Underperformance as a Prerequisite for Outperforming Over the Long Term
The most common and predictable question we receive is, “Why is ‘X’ doing so badly,” where “X” may be a stock we own or one of our strategies. Sometimes the answer is obvious, though it often is not. Despite the question’s prevalence, it has a flawed premise – namely, that recent price fluctuations have a fundamental justification. The question almost presupposes a high degree of market efficiency in its search for an explanation of the latest price change. There is a touch of irony in this, given that the questioner is almost always a client who has hired us to actively outperform a benchmark, a task that requires a belief in market inefficiency. While we acknowledge that the market is generally quite efficient, it is important for investors to understand that pursuing above-market returns over the long term requires a tolerance for substantial underperformance over shorter time horizons.
Earlier this year, we came across a great piece on the alpha architect blog called, “Even God Would Get Fired as an Active Investor.” The idea was to see how God would perform as a long-term investor with perfect foresight. Since God knows exactly which stocks will do the best over the next five years, He buys only those that will be top-decile performers over the next five years (50 stocks in modern times), and He rebalances just once every five years. Not surprisingly, His omniscience allows him to crush the market, generating a 28.9% annualized rate of return between the end of 1926 and 2009, or triple the 9.6% annualized rate of the S&P 500.
What is surprising, though, is that perfect long-term forecasting does not eliminate massive drawdowns. The strategy had drawdowns generally comparable to the market’s, and in some cases, far larger. During its worst period of underperformance in a market pullback, God’s strategy would have lost -34.0% versus the market declining -21.5% (3/31/2000 – 3/31/2001), or 1,350 basis points of underperformance over a year.
This prompted the authors to then look at how God would have done as a hedge fund manager with a long-term perspective.
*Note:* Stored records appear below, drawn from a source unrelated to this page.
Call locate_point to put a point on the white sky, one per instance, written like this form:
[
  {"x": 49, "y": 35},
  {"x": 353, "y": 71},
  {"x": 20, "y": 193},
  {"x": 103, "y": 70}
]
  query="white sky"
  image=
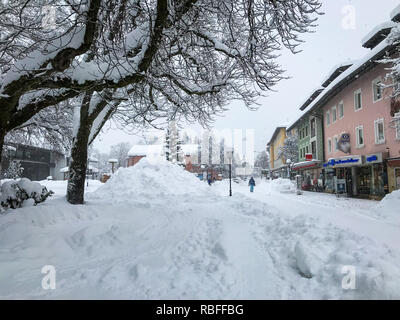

Again with perfect prescience, God buys the top-decile performers ahead of time and shorts bottom-decile performers, and His annualized return jumps to 49.2%. The most interesting thing about this strategy is that His maximum drawdown is still a very significant -60.0% despite hedging. Even more interesting is that His drawdown performance deviates even more from the market than in the long-only scenario. For instance, between the end of February 2009 and August 2009, God would have been down -41.9% while the S&P 500 roared higher by 39.9%, implying 8,100 basis points of underperformance over just six months. Clearly, a substantial portion of His investors would have declared Him senile and fired Him at the end of that stretch, which would have resulted in realized losses and a huge amount of foregone outperformance.
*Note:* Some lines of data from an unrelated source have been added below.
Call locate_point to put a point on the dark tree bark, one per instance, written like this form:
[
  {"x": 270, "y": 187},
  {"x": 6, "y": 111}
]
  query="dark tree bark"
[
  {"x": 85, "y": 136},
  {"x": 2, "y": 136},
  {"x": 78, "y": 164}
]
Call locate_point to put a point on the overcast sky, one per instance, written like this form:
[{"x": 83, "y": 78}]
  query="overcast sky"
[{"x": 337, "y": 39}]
The root of such behavior lies in a variety of hard-to-avoid human tendencies, the most salient of which is myopic loss aversion. This is the combination of investors A) feeling losses more than gains, and B) evaluating outcomes too frequently. A fabulous experiment by Richard Thaler, Amos Tversky, Daniel Kahneman and Alan Schwartz highlights this phenomenon. The team tested how myopic loss aversion affects investor behavior by looking at how decisions change with different framing of identical information. The experiment asked non-faculty members at UCLA how they wanted to invest their 401(k) retirement funds. Investors had to choose between a riskier, more volatile fund with higher expected returns, and a safer, less volatile fund with lower expected returns. The more volatile higher-return fund used a return distribution based on an index of large US stocks, while the lower-return fund used a return distribution based on a portfolio of five-year government bonds, though the investors did not know this so as to prevent any predisposed bias to either asset class. Half the investors saw a graph of the distribution of one-year returns for each fund, while the other half saw a graph of average annualized return rates over 30 years.
How the information was presented had a big effect on what investors did with their money. Those that saw a graph of one-year returns chose to allocate 40% of their money to stocks, while those that saw the long-term annualized returns chose to put 90% of their money in stocks.
The implication of both of these experiments is that investors would benefit from less frequent performance analysis than is at their disposal. Investors should put a much stronger emphasis on long-term performance and process than on recent returns when making hire/fire decisions. In our experience, capital allocators tend to hire managers with good recent performance and fire those with the worst performance, which is often the exact wrong thing to do. It would be a good practice for those same allocators to evaluate how the hired managers have performed in relation to the fired managers five years later. Just remember – even godly returns come with significant periods of underperformance.